Speaking in an interview with a Lebanese news outlet, Rajoub said the Palestinian Authority was”willing to consider a renewal of Palestinian-Iranian ties.”
“Our cards are shown and we are speaking frankly, we aren’t trying to cheat or manipulate anyone,” he told pan-Arab news network al-Mayadeen in an interview.
Rajoub met with Zarif Tuesday in a rare visit by a Palestinian Authority official to the Islamic Republic.
During the meeting, Zarif said Israel was using Iran’s “peaceful nuclear program as pretext to divert world public attention from their crimes in Palestine,” the semi-official Iranian news outlet Press TV reported.
Israel, along with Western countries, has long accused Iran of covertly pursuing nuclear weapons alongside its civilian program — charges denied by Tehran — and Jerusalem has criticized an interim nuclear deal reached between Iran and world powers in November.
Zarif reportedly told that Rajoub one of Iran’s motivations for advancing negotiations with the international community over its nuclear program has been to rob Israel of this “excuse.” He added that the Palestinians’ struggle was “a fundamental cause” for the Islamic Republic.
Rajoub, a senior member of Palestinian Authority President Mahmoud Abbas’s Fatah movement, said the group “will not stop the resistance until the establishment of an independent Palestinian government” in east Jerusalem.
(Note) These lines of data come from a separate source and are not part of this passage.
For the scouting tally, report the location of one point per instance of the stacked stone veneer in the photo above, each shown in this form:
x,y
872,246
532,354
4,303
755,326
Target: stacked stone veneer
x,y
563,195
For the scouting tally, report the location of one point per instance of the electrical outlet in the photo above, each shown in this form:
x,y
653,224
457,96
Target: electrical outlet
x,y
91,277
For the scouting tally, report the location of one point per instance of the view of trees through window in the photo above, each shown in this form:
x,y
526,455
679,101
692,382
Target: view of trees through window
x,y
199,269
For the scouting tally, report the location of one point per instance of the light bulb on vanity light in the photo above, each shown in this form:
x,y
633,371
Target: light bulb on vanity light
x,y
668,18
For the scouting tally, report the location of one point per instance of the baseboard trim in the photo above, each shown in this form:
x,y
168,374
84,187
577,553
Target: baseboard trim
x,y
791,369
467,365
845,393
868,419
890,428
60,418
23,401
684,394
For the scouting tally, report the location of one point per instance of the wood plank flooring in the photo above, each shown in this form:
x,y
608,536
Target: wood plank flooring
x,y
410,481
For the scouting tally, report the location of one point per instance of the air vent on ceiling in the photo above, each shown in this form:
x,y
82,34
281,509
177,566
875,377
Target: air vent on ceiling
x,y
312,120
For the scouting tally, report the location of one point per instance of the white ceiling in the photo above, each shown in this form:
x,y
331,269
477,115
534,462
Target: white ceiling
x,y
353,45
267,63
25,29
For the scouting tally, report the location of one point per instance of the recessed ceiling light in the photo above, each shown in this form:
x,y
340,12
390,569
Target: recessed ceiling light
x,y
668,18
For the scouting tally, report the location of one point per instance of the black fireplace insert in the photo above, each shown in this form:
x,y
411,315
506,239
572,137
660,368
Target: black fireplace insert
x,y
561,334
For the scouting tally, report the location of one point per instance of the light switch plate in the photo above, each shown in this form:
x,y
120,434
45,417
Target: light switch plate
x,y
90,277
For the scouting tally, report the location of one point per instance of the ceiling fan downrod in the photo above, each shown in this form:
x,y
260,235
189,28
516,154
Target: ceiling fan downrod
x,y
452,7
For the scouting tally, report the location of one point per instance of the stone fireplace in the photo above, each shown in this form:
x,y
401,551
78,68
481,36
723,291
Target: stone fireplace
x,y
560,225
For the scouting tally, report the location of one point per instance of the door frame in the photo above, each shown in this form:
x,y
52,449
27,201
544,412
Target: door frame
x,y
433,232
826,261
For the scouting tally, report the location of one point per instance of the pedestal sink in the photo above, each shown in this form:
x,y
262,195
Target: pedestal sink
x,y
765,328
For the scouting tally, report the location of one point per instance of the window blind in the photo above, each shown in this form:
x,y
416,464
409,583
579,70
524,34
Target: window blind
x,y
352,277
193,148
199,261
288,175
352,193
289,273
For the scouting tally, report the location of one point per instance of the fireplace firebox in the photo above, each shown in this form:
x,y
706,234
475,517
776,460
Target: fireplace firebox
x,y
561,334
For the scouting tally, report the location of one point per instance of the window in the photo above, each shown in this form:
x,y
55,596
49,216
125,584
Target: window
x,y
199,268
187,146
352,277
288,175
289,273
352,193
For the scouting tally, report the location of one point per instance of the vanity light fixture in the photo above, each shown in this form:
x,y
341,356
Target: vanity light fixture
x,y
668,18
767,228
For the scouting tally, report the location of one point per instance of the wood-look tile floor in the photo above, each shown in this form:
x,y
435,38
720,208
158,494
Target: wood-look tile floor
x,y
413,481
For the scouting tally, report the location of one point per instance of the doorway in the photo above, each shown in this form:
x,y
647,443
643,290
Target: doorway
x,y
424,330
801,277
According to Press TV, he also told Zarif that Iran was a central player in the region and congratulated him on the interim nuclear deal.
While Rajoub’s only official capacity at the moment is as president of the Palestine Football Association, his visit was still a noteworthy occurrence in the relations between Iran and the PA, which over the past few years have mostly been tense.
Iran has traditionally held close ties with Hamas, a rival of the PA’s ruling Fatah party. And it has often sided with Hamas’s stance on the peace process, which rejects any negotiations with Israel, thus coming into conflict with the PA.
In 2010 then-Iranian president Mahmoud Ahmadinejad criticized the PA for resuming peace negotiations with Israel. PA spokesman Nabil Abu Rudaineh offered the following riposte: “The one who does not represent the Iranian people, who falsified election results, who oppressed the Iranian people and stole authority has no right to speak about Palestine, its president or its representatives.”
Still, in 2012 Abbas was invited by Ahmadinejad to visit Tehran, an offer that he initially accepted but upon which he ultimately did not follow through. The two did, however, meet in Cairo in February of 2013 on the sidelines of the Organization of Islamic Cooperation summit, and Abbas thanked the Iranian president for supporting the Palestinians’ November 2012 UN statehood bid.